Does your behavior say you are all-in? Do you live in obedience to doing life His way, even when it makes you stick out like a sore thumb, makes you uncomfortable, or makes you feel like you’re missing out on things? Or are you more like a chameleon – just blending into the surroundings, going with the flow.
Do you consider yourself on call 24/7 to serve Jesus? Are you a shining light for Him wherever you are, whenever you are out there for Him? Are you set apart for Him, ready to go, willing to be inconvenienced, to be made uncomfortable at any time for any one?
Is your giving sacrificial? Does it say, Jesus, I’m all-in?
I love the bumper sticker, “If you’re a Christian don’t honk – tithe. Any fool can honk.”
These are things Jesus is talking about when He says, “Let him come after me. Let him take up his cross, deny himself, and follow me.”
Jesus goes on to say where real life is to be found. It is a promise. In the end, it’s really not a sacrifice, but life. It is a wise move and a life-giving choice.
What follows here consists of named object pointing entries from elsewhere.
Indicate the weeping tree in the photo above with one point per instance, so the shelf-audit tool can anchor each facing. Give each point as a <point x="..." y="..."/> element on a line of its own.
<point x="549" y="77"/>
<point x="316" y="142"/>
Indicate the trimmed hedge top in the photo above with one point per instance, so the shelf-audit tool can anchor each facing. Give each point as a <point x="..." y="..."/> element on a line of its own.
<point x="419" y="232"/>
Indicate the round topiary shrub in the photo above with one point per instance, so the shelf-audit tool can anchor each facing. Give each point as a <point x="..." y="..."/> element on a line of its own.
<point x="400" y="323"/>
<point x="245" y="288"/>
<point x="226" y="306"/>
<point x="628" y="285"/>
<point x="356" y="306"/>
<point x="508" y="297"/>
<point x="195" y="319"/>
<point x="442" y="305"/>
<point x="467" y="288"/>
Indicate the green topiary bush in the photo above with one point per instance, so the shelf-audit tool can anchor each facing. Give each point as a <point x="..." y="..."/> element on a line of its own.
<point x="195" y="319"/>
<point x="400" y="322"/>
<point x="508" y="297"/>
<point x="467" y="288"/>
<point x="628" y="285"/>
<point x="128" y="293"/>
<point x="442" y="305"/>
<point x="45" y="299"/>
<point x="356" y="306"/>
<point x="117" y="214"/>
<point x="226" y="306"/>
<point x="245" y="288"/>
As we wonder about the truth of this, I can’t help but think of a married couple in my congregation, friends of mine who recently stepped into the world of retirement. They took an early retirement – not because they can afford it, but because they felt called.
There is no sitting around with these two. They spend half their year teaching and discipling orphaned children in a children’s home in Honduras. It is not easy by any means. Honduras is terribly hot and uncomfortable. They use their own money to minister to these children. They are all-in for Jesus and for keeping these kids connected to Him.
Joy radiates from this couple’s faces when they describe the kids and how they are growing in their faith. If you were to ask them if it is really worth it, they would smile and say, Are you kidding? This is the LIFE!
I am reminded of a story Chuck Colson told about his hometown of Naples, Florida, which he called “one of the garden spots of the world.”
(Naples) is an absolute nirvana for all golfers, and they all come there. They’re all CEOs of major corporations, and they retire to Naples, and this is “it” – twenty-seven golf courses and miles of sparkling beach and the best country clubs. I watch these guys; they’re powerful people. They have this New York look on their face; they’re determined. But now, all of a sudden, they start measuring their lives by how many golf games they can get in.
I often say to them, “Do you really want to live your life counting up the number of times you chase that little white ball around those greens?” And they kind of chuckle, but it’s a nervous chuckle, because in six months they’ve realized how banal their lives are, and they’ve got beautiful homes—castles—and when they get bored with that, they build a bigger castle, and they’re miserable. The object of life is not what we think it is, which is to achieve money, power, pleasure. That’s not the holy grail. The object of life is the maturing of the soul, and you reflect that maturing of the soul when you care more for other people than yourself.
I recently read a comment by Malcolm Muggeridge on his life. “I can say that I never knew what joy was like until I gave up pursuing happiness. Or cared to live until I chose to die. For these two discoveries I am beholden to Jesus.”
Jim Elliott, who was martyred as a missionary in South America, once wrote, “He is no fool who gives what he cannot keep to gain that which he cannot lose.” If you get back more than you gave up, have you sacrificed anything at all?
Jesus uses an important word in this passage to those who are listening to Him today. It is the word if. “If anyone would come after me . . .” it implies a choice to be made on the part of people like you and me. Consider this a personal invitation to you today, an opportunity.
What does Jesus want? He wants you! He wants to hear you say with your words and your life, Jesus, I’m all-in. And may you be all-in! Amen.